Dans la réalité, le «saut qualitatif» serait très relatif : l’UE perçoit déjà des ressources propres, et peut déjà emprunter en son nom, certes modestement. Surtout, ce «bond» se ferait à un moment où les peuples n’ont jamais été aussi réticents, voire résistants, à l’intégration. Les dirigeants européens évoquent du reste à mi-voix le redoutable prochain «maillon faible», après le Brexit : l’Italie.
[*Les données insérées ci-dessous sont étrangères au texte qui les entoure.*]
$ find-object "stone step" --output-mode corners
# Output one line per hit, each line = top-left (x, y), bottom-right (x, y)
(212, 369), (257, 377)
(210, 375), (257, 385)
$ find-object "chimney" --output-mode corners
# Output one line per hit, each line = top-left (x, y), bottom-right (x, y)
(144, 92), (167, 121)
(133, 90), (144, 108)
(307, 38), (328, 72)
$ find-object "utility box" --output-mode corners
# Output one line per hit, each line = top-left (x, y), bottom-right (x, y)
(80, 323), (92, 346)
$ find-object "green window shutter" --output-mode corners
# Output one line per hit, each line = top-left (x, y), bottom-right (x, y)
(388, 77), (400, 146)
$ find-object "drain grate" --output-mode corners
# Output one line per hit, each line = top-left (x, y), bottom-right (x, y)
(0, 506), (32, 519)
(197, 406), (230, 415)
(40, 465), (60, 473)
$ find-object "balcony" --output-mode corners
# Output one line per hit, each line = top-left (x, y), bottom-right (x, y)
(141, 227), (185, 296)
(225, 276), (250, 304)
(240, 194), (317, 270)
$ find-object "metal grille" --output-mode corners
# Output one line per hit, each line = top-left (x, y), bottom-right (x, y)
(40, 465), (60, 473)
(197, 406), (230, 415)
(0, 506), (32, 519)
Accélérer le mouvement complètement à rebours des sentiments populaires semble pour le moins irréaliste et vain. A cet égard, Bruxelles devrait prêter attention à une coïncidence de dates : la Commission a présenté son plan le 27 mai, soit quinze ans quasiment jour pour jour après le verdict populaire du 29 mai 2005, lorsque les Français balayèrent le projet de traité constitutionnel, qui devait, lui aussi, constituer une «révolution» communautaire.
Si les dirigeants européens revenaient à la charge et imposaient ainsi une ré-accélération de l’intégration européenne dans la foulée de cet anniversaire, cela pourrait bien ressembler à un bras d’honneur adressé aux peuples.
Une élégance qui, parfois, ne se termine pas au mieux pour ceux qui s’y risquent.